State budget impact on city, county

MADISON - The 2009-11 state budget signed Monday by Gov. Jim Doyle includes $400,000 for bicycle lanes on County Road B in Douglas County while maintaining funds for shared revenue for cities and harbor assistance programs.

MADISON - The 2009-11 state budget signed Monday by Gov. Jim Doyle includes $400,000 for bicycle lanes on County Road B in Douglas County while maintaining funds for shared revenue for cities and harbor assistance programs.

Money for bike lanes along County Road B was carried over from federal funding not spent in the previous budget, said State Sen. Robert Jauch, D-Poplar. When the Friends of Pattison State Park asked Jauch for help for bike lane funding, he steered them toward the Transportation Enhancement Program which had $17 million available for streetscape, bike paths and street maintenance projects.

"No other bike lanes (in Douglas County) were funded from this program before," said Jauch. The city of Superior wants them for a similar path and can apply during the next funding cycle."

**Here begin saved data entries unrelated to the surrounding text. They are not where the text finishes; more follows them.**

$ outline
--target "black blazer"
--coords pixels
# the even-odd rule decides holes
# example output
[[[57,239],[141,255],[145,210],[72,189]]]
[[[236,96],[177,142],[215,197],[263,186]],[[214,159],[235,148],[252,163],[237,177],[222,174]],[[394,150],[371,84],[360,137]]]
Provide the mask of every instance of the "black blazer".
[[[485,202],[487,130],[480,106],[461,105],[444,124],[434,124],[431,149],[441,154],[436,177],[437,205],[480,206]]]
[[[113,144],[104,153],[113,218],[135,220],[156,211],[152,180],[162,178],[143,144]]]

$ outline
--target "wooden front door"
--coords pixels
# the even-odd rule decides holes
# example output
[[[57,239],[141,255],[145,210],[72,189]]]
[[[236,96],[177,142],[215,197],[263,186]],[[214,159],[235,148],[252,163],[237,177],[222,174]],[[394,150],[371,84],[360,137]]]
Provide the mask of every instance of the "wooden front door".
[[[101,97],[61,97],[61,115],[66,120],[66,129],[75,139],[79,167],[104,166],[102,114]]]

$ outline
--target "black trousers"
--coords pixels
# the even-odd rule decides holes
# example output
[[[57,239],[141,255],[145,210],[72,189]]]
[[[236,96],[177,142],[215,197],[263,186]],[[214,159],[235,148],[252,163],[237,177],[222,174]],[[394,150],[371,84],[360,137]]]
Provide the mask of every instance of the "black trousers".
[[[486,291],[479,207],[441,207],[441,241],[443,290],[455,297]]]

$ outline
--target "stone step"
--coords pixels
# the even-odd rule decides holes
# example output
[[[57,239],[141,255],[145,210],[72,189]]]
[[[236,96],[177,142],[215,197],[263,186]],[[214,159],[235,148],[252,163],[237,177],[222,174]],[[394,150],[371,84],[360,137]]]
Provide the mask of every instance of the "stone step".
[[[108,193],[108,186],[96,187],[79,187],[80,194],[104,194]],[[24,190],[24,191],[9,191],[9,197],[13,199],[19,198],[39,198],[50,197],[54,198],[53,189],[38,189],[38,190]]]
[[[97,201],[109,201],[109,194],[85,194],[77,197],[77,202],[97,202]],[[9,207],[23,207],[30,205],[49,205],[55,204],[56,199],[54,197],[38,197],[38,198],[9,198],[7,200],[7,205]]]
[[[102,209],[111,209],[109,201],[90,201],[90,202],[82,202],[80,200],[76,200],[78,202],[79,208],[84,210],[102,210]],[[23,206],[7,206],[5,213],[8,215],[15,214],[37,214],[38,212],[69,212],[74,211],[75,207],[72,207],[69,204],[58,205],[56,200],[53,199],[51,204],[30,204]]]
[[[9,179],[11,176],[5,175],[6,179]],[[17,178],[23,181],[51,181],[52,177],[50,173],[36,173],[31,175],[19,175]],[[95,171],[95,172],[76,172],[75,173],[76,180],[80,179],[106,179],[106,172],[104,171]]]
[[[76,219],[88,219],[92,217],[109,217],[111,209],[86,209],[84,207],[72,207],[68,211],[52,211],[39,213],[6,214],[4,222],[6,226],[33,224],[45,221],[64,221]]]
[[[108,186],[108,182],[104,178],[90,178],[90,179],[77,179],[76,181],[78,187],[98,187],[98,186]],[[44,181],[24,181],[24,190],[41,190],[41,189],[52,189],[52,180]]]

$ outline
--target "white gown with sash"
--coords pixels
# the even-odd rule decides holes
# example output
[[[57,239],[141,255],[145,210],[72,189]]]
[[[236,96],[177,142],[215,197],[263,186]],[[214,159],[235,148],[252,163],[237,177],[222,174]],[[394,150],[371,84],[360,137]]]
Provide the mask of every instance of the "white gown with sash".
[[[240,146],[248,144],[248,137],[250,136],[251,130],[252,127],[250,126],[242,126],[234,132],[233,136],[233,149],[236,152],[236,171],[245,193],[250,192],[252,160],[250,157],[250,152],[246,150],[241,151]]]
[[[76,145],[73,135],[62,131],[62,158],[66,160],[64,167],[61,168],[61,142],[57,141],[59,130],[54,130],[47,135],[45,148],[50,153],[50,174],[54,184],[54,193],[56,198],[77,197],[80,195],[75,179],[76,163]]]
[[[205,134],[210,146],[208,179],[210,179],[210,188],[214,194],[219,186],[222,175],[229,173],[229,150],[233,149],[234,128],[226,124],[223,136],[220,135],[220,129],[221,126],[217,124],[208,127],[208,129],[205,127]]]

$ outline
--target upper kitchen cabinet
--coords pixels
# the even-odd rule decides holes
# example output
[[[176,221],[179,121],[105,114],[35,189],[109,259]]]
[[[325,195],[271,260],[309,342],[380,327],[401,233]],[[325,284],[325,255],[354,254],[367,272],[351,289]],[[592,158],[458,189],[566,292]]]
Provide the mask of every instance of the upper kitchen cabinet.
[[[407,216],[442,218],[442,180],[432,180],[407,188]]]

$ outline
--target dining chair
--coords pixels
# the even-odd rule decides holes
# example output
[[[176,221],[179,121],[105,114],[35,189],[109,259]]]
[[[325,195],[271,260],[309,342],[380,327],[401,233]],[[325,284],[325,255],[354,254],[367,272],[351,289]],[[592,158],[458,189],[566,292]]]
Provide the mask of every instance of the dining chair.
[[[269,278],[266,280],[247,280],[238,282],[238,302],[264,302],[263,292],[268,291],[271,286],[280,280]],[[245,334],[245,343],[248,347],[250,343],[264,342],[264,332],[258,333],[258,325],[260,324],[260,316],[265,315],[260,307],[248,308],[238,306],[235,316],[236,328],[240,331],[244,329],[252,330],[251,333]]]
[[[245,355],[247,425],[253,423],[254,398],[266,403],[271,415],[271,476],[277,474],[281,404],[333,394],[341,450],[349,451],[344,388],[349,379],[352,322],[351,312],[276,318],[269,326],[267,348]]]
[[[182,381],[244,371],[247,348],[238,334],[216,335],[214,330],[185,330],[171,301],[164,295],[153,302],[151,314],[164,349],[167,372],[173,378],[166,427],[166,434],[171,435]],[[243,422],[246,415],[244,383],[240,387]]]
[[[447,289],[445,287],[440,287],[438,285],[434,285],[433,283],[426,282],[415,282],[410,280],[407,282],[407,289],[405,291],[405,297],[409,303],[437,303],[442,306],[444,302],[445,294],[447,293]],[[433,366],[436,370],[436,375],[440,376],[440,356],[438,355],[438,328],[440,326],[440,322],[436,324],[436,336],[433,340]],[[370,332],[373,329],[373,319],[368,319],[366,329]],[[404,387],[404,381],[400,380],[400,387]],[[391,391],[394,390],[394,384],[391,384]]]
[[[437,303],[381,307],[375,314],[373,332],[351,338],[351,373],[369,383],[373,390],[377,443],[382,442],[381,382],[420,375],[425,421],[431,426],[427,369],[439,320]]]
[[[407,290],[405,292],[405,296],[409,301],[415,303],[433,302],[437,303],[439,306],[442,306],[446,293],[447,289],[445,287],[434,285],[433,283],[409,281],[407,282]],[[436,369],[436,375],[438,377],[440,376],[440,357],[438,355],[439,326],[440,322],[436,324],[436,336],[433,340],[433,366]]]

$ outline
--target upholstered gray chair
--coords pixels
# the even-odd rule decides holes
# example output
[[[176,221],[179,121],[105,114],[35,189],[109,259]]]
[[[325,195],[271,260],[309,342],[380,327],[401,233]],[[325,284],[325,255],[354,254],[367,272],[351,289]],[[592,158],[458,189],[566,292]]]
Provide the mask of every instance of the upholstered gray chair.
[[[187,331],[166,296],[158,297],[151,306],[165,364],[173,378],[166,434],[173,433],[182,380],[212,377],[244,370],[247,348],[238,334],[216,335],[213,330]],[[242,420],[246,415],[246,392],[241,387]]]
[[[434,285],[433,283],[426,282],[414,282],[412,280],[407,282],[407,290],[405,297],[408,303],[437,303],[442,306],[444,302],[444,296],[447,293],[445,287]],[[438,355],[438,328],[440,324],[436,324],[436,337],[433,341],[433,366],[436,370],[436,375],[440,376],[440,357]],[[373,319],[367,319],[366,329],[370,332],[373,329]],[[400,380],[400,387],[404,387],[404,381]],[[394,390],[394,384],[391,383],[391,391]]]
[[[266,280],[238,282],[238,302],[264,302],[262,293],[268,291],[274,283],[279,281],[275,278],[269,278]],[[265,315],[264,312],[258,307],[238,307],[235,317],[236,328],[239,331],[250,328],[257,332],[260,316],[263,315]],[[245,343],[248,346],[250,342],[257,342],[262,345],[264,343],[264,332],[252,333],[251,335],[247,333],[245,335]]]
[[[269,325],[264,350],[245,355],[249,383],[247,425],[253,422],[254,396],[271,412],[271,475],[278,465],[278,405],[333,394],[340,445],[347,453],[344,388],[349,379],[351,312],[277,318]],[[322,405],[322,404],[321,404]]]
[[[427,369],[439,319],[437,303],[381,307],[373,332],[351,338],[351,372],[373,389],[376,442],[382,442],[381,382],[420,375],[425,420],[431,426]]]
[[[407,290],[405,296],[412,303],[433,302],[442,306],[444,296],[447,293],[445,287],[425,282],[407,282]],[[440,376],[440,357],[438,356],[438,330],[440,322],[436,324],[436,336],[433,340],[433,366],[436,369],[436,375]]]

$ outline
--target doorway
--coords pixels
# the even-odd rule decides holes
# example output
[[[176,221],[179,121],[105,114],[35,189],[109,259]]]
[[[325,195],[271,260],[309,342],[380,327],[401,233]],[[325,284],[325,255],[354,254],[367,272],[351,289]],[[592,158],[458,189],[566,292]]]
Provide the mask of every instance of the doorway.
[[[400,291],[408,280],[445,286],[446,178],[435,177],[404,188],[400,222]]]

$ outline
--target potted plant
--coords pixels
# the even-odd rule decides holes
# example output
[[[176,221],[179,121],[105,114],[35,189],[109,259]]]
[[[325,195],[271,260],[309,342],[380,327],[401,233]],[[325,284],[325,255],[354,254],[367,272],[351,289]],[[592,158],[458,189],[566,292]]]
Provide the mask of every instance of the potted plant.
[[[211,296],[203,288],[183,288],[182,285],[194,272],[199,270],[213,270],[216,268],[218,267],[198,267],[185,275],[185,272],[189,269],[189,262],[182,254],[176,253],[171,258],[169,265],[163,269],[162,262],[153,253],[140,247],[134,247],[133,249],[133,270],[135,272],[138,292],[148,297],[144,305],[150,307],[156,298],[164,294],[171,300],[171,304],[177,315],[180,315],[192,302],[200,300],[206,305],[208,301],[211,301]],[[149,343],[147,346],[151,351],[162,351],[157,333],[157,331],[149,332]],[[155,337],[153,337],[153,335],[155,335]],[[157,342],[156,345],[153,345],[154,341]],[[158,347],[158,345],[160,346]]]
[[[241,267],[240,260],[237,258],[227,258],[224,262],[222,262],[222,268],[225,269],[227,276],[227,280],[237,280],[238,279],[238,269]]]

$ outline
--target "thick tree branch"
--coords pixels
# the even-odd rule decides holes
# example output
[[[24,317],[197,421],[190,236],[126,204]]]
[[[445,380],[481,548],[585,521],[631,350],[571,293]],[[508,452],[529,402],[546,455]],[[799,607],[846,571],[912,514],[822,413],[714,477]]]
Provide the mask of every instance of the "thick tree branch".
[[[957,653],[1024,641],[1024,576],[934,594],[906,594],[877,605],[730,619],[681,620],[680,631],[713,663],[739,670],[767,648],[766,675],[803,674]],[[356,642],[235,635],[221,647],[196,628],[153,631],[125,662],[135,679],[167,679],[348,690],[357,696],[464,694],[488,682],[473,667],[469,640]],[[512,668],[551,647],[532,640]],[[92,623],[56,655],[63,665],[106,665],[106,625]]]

County Road B is scheduled to be reconstructed in 2011 from State Highway 35 to County Road A at Four Corners. It will have two 12-foot-wide asphalt traffic lanes and six foot graveled shoulders. The state money would pay to pave and stripe the shoulders as bike lanes, said County Highway Commissioner Paul Halverson.

"The legislators did us a favor to make the money available to the county but whether it's acceptable is a subject of debate here because it's not 100 percent funded, there's a 20 percent local match (of $80,000) involved," he said.


Although it passes Pattison State Park and an elementary school, there's not much bike traffic on County Road B due to the road's condition, said Halverson. The County Board of Supervisors will decide to add the bike lanes or not, he said.

The new budget kept $12 million in bonding authority for harbor assistance projects statewide, the same amount budgeted in 2007-09. The Port of Superior received $3 million in harbor assistance funds in 2008 for improvements to Fraser Shipyards and the port is looking to leverage the money to get $10 million in federal stimulus financing this year, said Jauch.

"The harbor assistance program has provided valuable resources in the past that have been invested in number of grain elevators which has helped recruit jobs from Minnesota and retain jobs here," Jauch said.

The port will apply in August for $3 million to rebuild dock wall at the Gavilon Grain terminal in December, said Jason Serck, port and planning director.

"The project qualified last year but the state ran out of funding so we expect to be funded this time," he said of the

The budget "holds the line," on cuts in shared revenue to the cities, said Jauch. The Senate Conference Committee that worked out budget differences with the Assembly adopted the language suggested by Jauch and State Rep. Nick Milroy, D-Superior that enabled Superior to maintain its spending levels without losing state aid.

"The city of Superior was looking at having to cut 10-15 employees when shared revenue projections came out earlier this year. They approached my office and Jauch's and asked if we could work on the funding formula for cities with little or no growth to qualify for the expenditure restraint program. Thankfully it went through and there are 15 or so families in the Twin Ports that still have a breadwinner," Milroy said.

Superior Mayor Dave Ross said he was "very pleased," the changes introduced by Jauch and Milroy remained in the budget which "protects governments and local property taxpayers."


However, Ross voiced concerns about the doubling of tipping fees landfill operators will pay in the new budget. Superior owns a landfill and will have to pay about $13 a ton on garbage hauled in greatly increasing its costs, said Ross. He said the change could put the city's contract with the Western Lake Superior Sanitary District in jeopardy; the contract has saved taxpayers significantly in the cost of the operating the landfill.

"That's a significant increase but we won't pass that cost onto property taxpayers, we'll absorb it," he said.

The budget increases spending by $4 billion and hikes some taxes and fees, which indicates the state should have shown more fiscal constraint, said Ross.

"When everyone else has to live on less it isn't the time for the state to increase its spending and fees," he said.